Previously, organizations would have days if not weeks to produce the documentation that a compliance auditor requests. Presently, regulators expect organizations to produce documents fast, and you should make this an important focus of the internal audit process. A typical examiner might expect the organization’s internal compliance officer to access documentation on demand while the auditor waits in the room.
Paying close attention to legacy IT systems.
Compliance is definitely not a IT-only function but it is critical that IT managers ensure that all the organization’s networking and storage infrastructure continually meets the security requirements, documentation, as well as other regulatory requirements that present themselves. This is especially challenging for older legacy systems that may be unable to keep up with the dynamic compliance requirements. Forklift replacements and upgrades may be necessary for maintaining proper adherence, therefore, compliance managers need to involve IT managers in the data compliance audit process actively.
Never discount the significance of disaster preparation.
Compliance issues involve disaster preparedness and planning, so ensure that you document the systems critical to your mission and prepare a recovery plan for the systems. Compliance auditors may demand that you provide disaster recovery plans for total site disasters and single component faults.
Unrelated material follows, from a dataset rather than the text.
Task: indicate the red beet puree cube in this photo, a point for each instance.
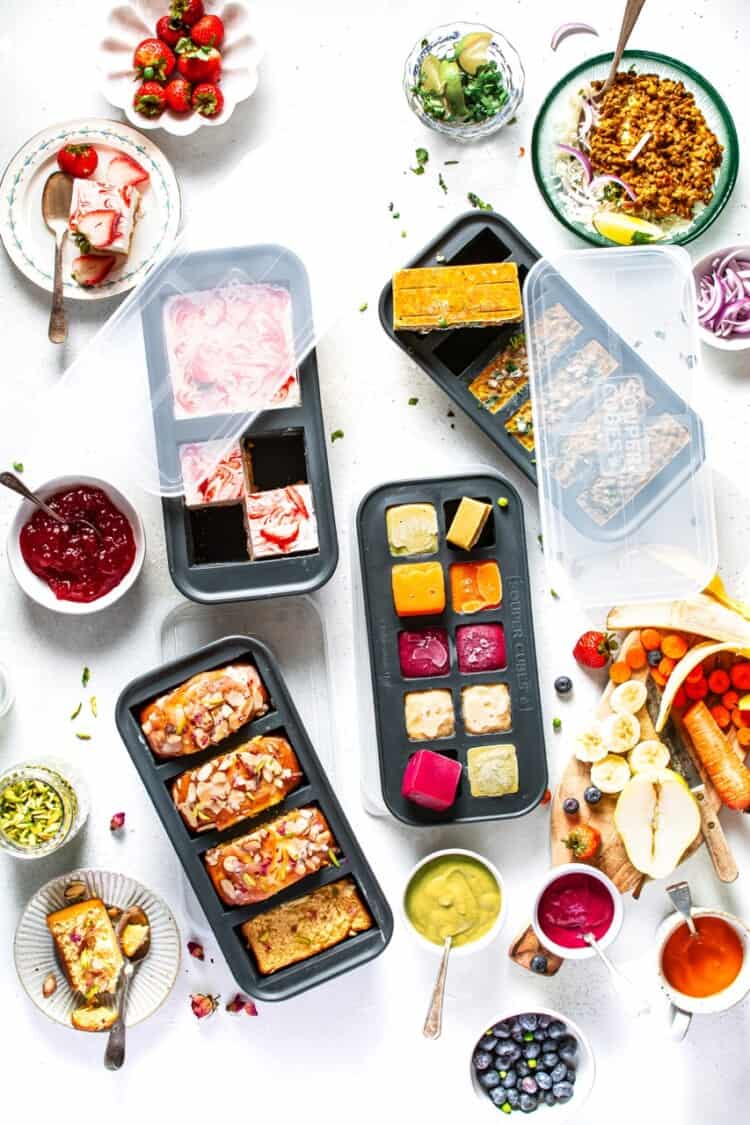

Bringing to the forefront known flaws.
Finally, in case the internal audit exposes an infrastructure lapse, it does not necessarily mean failure of the data compliance audit or even severe regulator penalties. This is particularly true for young companies that are relatively new to compliance issues. The important thing is to present any identified issues to the auditor as well as a reasonable plan for addressing and correcting the lapse. Penalties for hiding a known issue intentionally can be much worse than discussing the lapse then coming up with a plan for fixing it.